遼太郎の初恋 Ⅴ
遼太郎が職員室に入ろうとした時、
「考査前は入室禁止よ。」
と、振り向いた澄子から声をかけられた。遼太郎は焦って、
「ああ、じゃあ先生。ちょっと訊きたいことが!」
と、とっさに呼び止めた。
澄子は出入り口まで戻って来て、遼太郎の質問を無言で待った。遼太郎は少し躊躇して遠慮がちに、口を開いた。
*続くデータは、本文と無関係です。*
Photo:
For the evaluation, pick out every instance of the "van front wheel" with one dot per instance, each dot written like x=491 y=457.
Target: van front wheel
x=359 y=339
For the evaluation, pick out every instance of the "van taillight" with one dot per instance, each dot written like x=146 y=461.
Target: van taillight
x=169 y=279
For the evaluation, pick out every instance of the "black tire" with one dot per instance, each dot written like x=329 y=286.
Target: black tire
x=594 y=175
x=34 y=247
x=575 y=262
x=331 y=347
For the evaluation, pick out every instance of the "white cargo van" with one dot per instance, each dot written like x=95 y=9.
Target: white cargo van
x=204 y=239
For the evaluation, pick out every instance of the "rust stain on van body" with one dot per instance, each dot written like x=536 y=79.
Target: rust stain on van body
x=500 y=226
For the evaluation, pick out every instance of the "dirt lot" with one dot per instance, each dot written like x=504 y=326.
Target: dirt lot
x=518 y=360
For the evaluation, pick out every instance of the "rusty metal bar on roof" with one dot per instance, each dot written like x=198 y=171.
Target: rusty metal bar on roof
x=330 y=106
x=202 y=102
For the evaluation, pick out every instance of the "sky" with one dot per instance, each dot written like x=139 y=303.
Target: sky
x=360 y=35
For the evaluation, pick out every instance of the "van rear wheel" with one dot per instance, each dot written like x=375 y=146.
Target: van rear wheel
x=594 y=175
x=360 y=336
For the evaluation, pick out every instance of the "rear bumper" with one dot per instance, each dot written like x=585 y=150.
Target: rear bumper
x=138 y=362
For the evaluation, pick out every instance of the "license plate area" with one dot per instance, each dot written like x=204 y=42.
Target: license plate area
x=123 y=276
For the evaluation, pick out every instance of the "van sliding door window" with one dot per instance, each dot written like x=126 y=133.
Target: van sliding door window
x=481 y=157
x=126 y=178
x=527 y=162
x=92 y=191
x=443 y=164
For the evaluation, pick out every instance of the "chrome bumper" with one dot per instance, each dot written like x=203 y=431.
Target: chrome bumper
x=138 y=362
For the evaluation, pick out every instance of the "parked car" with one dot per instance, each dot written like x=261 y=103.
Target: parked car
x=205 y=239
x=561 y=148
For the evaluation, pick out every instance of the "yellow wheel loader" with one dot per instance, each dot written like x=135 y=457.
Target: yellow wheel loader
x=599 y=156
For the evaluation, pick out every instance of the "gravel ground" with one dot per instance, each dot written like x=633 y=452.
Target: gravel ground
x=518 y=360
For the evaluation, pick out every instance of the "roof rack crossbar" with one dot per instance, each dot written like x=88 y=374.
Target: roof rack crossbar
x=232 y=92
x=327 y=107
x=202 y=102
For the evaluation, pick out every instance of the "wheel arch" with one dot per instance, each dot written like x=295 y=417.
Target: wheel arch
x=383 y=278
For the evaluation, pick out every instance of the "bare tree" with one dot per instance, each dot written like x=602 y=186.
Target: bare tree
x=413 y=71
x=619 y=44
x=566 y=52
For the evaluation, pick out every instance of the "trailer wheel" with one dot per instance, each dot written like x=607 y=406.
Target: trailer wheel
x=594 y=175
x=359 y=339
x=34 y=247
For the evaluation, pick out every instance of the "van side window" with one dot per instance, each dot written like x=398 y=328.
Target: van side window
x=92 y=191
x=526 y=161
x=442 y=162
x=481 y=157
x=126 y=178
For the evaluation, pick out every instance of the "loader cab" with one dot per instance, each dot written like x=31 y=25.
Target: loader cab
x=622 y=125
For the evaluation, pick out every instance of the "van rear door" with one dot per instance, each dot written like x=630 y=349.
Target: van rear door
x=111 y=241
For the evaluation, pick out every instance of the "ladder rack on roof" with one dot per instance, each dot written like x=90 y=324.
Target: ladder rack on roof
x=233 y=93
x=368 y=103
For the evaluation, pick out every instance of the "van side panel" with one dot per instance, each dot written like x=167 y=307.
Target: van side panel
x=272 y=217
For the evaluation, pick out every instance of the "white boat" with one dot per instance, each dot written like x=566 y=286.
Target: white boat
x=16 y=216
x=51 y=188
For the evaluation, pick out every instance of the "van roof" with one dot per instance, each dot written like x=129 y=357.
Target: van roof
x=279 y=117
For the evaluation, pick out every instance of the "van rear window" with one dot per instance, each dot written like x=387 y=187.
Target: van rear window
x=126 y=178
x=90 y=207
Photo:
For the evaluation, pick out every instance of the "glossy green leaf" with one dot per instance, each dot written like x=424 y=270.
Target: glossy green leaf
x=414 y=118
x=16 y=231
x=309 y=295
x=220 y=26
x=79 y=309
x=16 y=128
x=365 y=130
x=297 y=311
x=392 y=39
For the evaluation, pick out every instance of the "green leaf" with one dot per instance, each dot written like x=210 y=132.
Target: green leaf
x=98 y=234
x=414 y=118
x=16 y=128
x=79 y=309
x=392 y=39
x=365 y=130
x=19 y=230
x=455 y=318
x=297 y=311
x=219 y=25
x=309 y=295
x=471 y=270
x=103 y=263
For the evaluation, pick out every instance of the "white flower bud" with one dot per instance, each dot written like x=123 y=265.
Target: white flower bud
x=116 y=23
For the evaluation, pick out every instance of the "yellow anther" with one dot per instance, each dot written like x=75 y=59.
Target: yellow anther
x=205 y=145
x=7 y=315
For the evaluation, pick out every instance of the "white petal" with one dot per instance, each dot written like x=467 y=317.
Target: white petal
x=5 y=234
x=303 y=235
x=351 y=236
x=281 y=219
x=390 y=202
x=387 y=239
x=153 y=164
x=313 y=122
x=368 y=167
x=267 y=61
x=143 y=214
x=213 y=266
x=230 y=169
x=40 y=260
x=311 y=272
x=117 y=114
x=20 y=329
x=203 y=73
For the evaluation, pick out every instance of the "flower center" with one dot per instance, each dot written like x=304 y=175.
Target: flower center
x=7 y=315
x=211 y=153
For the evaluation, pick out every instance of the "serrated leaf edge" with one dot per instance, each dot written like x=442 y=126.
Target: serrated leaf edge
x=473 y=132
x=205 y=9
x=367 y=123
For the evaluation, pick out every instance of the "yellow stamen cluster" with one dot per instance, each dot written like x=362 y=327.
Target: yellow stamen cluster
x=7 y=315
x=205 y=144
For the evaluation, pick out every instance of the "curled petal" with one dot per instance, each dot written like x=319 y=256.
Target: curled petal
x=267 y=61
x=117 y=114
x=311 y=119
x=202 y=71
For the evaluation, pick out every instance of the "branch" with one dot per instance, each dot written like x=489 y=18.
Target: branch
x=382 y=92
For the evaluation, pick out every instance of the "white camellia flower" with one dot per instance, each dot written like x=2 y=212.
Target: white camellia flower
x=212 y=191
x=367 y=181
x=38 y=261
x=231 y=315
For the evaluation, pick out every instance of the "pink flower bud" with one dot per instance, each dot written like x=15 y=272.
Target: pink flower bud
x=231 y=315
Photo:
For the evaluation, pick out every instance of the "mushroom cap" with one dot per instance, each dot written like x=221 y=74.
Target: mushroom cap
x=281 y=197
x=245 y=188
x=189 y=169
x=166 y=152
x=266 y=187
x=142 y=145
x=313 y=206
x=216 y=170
「仲松先生は、どうして目を腫らしてるんですか?先生に何があったんですか?」
てっきり勉強の質問とばかり思っていた澄子は、意外な問いに目を丸くする。
みのりのプライベートなことなので、適当な言葉でごまかそうかとも思ったが、遼太郎があまりにも真剣な表情をしているので、気を変えた。
「ちょっと待ってなさい。」
と、職員室の中へ入っていき、しばらくしてみのりを連れて出て来た。
「そういう質問は、仲松先生に直接してちょうだい。」
澄子はみのりに目配せして、職員室へ戻っていく。
みのりの方は遼太郎に目を移して、
「何?質問?今日の授業のところ?」
と、考査前にはよくある状況を想像しているようだ。
しかし、遼太郎は先ほどと同じ質問を、今度はみのり本人にぶつける。
「先生の目の周り、どうして赤いんですか?」
みのりは面食らって固まり、それからその表情に戸惑いを過ぎらせた。
「……ど、…どうしてって、……その、映画を観て泣きすぎちゃって……。」
自分でもベタな言い訳だと思いながら、みのりはしどろもどろと返答した。
「何の映画ですか?この前の試合の時も、映画を観て泣いたんですか?」
遼太郎は真剣な表情で、さらに問いかけてくる。その真っ直ぐな視線に射抜かれて、
――やっぱり狩野くんは、ごまかせないか……。
と思いながら、みのりはため息を吐いた。
「……それじゃ、ここじゃ話せないから……。」
みのりは遼太郎の背中を押して、職員室前の雑踏を抜けた。
いつも質問を受けたり、話をしたりする渡り廊下の長机も通り過ぎた。みのりの後を、遼太郎は黙って付いて行き、誰もいない特別教室棟の空き教室に入った。
「どうして、私の目のことなんか訊きたいの?」
窓を開け、その側にある椅子に座りながら、みのりは逆に遼太郎へ質問した。
「どうしてって……。先生の心配しちゃいけませんか……?」
遼太郎は椅子へは座らず、みのりの斜め前の机に腰かけた。
遼太郎の一言に、トクン…と、みのりの胸がさざ波を打つ。その一言から、遼太郎の優しい人柄が垣間見える。
「いけなくはないけど……。私、生徒にまで心配かけちゃうなんて、教師失格かも……。他のみんなも気がついてた?」
みのりは表情を曇らせて、無意識に目の周りに指を這わせた。
泣き明かしたのは土曜日の夜だ。昨日1日間あったから、目の腫れも大分落ち着いていると、みのりは思っていた。
「いや……。気にしてるのは俺だけだと思います。」
「じゃ、何で、狩野くんは気にするのかな?私の目が腫れてようが、どうでもいいじゃないの。」
「どうでもよくなんか……!」
遼太郎は珍しく語気を荒げたが、すぐにそれに気がついて、
「……ありません。」
と、言い直した。
『何で?』と訊かれても、自分でも理由はよく解らない。でも、遼太郎はみのりが納得できる言い訳を探した。
「気になるのに、理由なんかありません。でも、一旦気になりだすと、他のことが手に付かなくなるんです。実際、今日の日本史の授業の内容も、ほとんど頭に入ってません。」
遼太郎は、正直に今の自分の状況をみのりに伝えた。それに、少しずるい気もしたが、こう言えばみのりが本当のことを話してくれると思った。
「勉強が手に付かなくなるのは、考査前だし困るわね……。」
みのりは深刻な顔をして、眉間に皺を寄せた。生徒のことを第一に考えるみのりは、自分のせいで、遼太郎の成績に影響が出てしまってはいけない…と思った。
頬杖をついて、目を閉じて少し考える。
本当のことを、生徒である遼太郎に打ち明けてもいいだろうか…と、迷いもあった。事が事なだけに、打ち明けるには勇気も必要だった。